Snowflake Pattern-based Query Clustering

Unlike traditional clustering methods that focus on grouping objects with similar values on a set of dimensions, pattern-based clustering finds objects that exhibit coherent patterns in subspaces. Pattern-based clustering extends the concept of traditional clustering and benefits a wide range of applications. 

Query Clusters

 A query cluster is a group of queries that have the same or similar logical structure. The queries have enough in common that they could be considered the "Same". For example: 

  • select customer_id from table_jan
  • select customer_id from table_feb

Even when queries are not the same, they might have significant overlap and commonality. For Bluesky's objective, sameness is measured by how much overlap is there in use of compute, logic and data resources, with an eye for finding ways to make queries run faster and cheaper. Advanced pattern matching undercovers significant but non-obvious trends in the complete volume of customers' queries to target optimization.

Bluesky Query Patterns  

Bluesky’s SaaS product continuously analyzes Snowflake workloads to surface insight into what is costing the most and why using an innovative technology called query patterns. Bluesky not only surfaces insight into costs today but how their costs have been trending and what their projected costs will be over a certain time horizon. Bluesky also provides granular insights by warehouse, team, users and individual data pipelines and queries. 

By intelligently watching for similar query patterns, Bluesky can detect complex situations that simplistic visibility tools miss in order to identify workloads that provide no value, such as long-running queries that fail repeatedly without providing any value. For the remaining high-cost queries with business value validated, it also recommends ways to tune queries so they run faster and cost less. 
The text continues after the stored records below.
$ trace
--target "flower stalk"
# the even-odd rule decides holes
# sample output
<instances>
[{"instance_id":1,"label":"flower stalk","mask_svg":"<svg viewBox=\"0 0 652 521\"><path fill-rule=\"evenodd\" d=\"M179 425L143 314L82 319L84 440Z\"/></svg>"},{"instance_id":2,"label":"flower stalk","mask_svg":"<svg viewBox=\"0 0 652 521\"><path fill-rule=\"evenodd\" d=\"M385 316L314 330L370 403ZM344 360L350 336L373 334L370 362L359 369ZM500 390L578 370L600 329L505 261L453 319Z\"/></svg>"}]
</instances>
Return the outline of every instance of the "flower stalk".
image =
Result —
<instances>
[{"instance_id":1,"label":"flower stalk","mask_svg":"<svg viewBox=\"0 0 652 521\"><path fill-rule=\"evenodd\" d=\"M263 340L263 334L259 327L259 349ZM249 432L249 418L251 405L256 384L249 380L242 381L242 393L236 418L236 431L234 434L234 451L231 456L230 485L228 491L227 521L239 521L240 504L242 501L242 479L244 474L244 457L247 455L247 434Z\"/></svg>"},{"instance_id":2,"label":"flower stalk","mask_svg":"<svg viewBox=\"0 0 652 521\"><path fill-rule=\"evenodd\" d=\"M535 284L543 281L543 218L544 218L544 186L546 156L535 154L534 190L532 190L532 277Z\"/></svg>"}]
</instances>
Bluesky uses profile-driven Query Cost Attribution and pattern-based Query Clustering to understand the implications of how customers are using data and recommend ways to continuously optimize performance more cost-effectively. Bluesky provides AI-powered, actionable recommendations that customers can implement immediately to drive measurable business impact. These insights and recommendations are delivered via a dashboard that provides interactive visualizations, insights and recommendations into warehouses, clusters, users and queries.